Organic chemistry has developed into an art form where scientists produce marvelous chemical creations in their test tubes. Mankind benefits from this in the form of medicines, ever-more precise electronics and advanced technological materials. The Nobel Prize in Chemistry 2010 awards one of the most sophisticated tools available to chemists today.

This year's Nobel Prize in Chemistry is awarded to Richard F. Heck, Ei-ichi Negishi and Akira Suzuki for the development of palladium-catalyzed cross coupling. This chemical tool has vastly improved the possibilities for chemists to create sophisticated chemicals, for example carbon-based molecules as complex as those created by nature itself.

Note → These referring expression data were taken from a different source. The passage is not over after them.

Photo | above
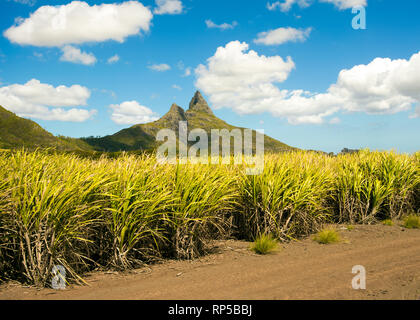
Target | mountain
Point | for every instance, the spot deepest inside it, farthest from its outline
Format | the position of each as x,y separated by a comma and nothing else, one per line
142,136
16,132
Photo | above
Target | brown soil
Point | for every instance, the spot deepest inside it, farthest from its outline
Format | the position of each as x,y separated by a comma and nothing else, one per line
299,270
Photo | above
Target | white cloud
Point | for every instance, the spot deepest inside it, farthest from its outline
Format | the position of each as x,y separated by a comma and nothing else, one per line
75,55
286,5
246,82
159,67
77,22
346,4
131,112
187,72
416,113
223,26
114,59
168,7
335,120
43,101
282,35
28,2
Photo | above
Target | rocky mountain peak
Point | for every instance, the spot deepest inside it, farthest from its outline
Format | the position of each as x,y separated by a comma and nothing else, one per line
198,103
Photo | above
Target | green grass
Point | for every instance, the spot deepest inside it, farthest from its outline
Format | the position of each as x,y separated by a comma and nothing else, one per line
412,222
388,222
120,212
264,244
327,236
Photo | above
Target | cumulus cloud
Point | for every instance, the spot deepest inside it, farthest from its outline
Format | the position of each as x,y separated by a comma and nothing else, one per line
131,112
114,59
187,72
77,22
247,83
160,67
28,2
282,35
346,4
75,55
168,7
43,101
224,26
286,5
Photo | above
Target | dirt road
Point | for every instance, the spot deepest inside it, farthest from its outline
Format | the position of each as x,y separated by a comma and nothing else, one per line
299,270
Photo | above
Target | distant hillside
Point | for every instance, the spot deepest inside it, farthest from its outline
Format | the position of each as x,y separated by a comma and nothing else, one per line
143,136
16,132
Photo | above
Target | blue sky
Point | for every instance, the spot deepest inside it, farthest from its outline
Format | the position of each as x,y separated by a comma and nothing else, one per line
48,68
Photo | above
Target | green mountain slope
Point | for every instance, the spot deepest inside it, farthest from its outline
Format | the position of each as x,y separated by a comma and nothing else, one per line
142,136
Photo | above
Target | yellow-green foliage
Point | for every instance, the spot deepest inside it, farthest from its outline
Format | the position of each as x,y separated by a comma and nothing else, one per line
120,212
327,236
412,222
265,243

Carbon-based (organic) chemistry is the basis of life and is responsible for numerous fascinating natural phenomena: colour in flowers, snake poison and bacteria killing substances such as penicillin. Organic chemistry has allowed man to build on nature's chemistry; making use of carbon's ability to provide a stable skeleton for functional molecules. This has given mankind new medicines and revolutionary materials such as plastics.

In order to create these complex chemicals, chemists need to be able to join carbon atoms together. However, carbon is stable and carbon atoms do not easily react with one another. The first methods used by chemists to bind carbon atoms together were therefore based upon various techniques for rendering carbon more reactive. Such methods worked when creating simple molecules, but when synthesizing more complex molecules chemists ended up with too many unwanted by-products in their test tubes.

Palladium-catalyzed cross coupling solved that problem and provided chemists with a more precise and efficient tool to work with. In the Heck reaction, Negishi reaction and Suzuki reaction, carbon atoms meet on a palladium atom, whereupon their proximity to one another kick-starts the chemical reaction.

Palladium-catalyzed cross coupling is used in research worldwide, as well as in the commercial production of for example pharmaceuticals and molecules used in the electronics industry.